Oleh Tabrani Yunis
Sejak merebaknya penyebaran virus corona atawa Covid 19 yang berawal dari Wuhan, Cina di bulan Desember 2019 yang kemudian terus ke negara lain di dunia, seperti Italia, Amerika, India hingga Indonesia, telah mengubah tatanan kehidupan manusia. Covid 19 memaksa manusia di permukaan bumi untuk takluk pada diakibatkan oleh virus Corona tersebut. Segala sektor kehidupan terguncang, ibarat pesawat terbang yang tengah mengalami turbulance. Bukan hanya terguncang, tetapi menyebabkan kematian. Kematian usaha-usaha manusia dan bahkan merenggut jutaan nyawa manusia di permukaan bumi ini.

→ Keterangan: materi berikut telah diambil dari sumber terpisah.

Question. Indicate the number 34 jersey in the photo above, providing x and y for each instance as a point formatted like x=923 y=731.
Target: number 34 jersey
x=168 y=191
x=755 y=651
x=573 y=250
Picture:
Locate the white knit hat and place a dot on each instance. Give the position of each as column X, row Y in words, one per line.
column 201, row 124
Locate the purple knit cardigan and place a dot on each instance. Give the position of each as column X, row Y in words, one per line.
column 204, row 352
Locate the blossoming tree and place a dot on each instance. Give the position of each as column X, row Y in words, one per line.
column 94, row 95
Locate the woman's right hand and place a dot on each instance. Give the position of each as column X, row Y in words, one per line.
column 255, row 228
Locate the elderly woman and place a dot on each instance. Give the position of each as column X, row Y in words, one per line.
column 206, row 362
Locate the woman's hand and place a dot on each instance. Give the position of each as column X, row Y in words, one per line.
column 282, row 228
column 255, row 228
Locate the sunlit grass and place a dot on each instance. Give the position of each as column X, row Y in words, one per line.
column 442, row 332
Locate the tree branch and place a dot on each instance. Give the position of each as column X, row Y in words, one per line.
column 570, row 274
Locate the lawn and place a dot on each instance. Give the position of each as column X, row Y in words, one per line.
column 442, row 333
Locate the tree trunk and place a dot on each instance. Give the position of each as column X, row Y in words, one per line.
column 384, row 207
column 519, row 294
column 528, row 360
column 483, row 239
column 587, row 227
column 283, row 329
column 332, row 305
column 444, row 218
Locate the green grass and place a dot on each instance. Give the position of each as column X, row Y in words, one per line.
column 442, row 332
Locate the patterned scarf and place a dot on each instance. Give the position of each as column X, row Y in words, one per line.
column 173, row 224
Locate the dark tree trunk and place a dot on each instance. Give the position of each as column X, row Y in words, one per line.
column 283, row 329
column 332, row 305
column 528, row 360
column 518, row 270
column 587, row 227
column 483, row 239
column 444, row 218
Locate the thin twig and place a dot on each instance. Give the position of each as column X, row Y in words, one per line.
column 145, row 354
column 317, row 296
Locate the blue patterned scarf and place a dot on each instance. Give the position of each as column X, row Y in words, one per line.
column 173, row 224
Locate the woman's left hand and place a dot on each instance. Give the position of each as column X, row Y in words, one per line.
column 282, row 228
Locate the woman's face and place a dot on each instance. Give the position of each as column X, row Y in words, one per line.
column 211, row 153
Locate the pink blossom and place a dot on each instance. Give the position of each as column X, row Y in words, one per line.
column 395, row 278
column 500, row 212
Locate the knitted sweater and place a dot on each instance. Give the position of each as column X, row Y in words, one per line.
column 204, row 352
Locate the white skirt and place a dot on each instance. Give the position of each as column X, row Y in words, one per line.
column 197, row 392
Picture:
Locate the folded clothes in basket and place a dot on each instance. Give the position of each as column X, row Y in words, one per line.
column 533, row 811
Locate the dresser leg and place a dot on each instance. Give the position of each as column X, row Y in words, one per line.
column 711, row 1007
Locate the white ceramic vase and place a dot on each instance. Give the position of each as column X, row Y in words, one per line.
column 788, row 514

Virus Corona atau Covid19 yang kini masih terus melanda secara global ini, telah menyebabkan masyarakat dunia berada dalam ketakutan. Ketakutan akan terinfeksi Covid 19 yang mematikan tersebut. Akibatnya semua orang galau dan ketakutan. Ketakutan tersebut membuat kita, harus mencari cara agar tidak tertular dengan virus tersebut. Di tengah sulitnya mendapatkan cara agar tidak tertular, tidak dapat dipungkiri bahwa gerak langkah kita menjadi sangat terbatas. Covid 19 ternyata memaksa kita mengubah pola hidup kita, mengubah cara berpikir atau mindset kita. Covid 19 telah memaksa kita untuk selalu menjaga jarak, agar tetap di rumah saja, tidak boleh ini dan itu. Kita harus mengikuti protokol kesehatan. Pokoknya banyak aktivitas fisik kita menjadi sangat terbatas. Corona benar-benar telah membatasi gerak dan kegiatan dalam segala hal, sosial, ekonomi, budaya, bahkan kegiatan keagamaan dan pendidikan. Pilihan hidup yang tepat adalah stay at home, ya di rumah saja. Sehingga tidak sedikit orang yang kehilangan aktivitas di luar rumah. Akibatnya produktivitas masyarakat ikut surut dan bahkan hilang. Dahsyat sekali bukan?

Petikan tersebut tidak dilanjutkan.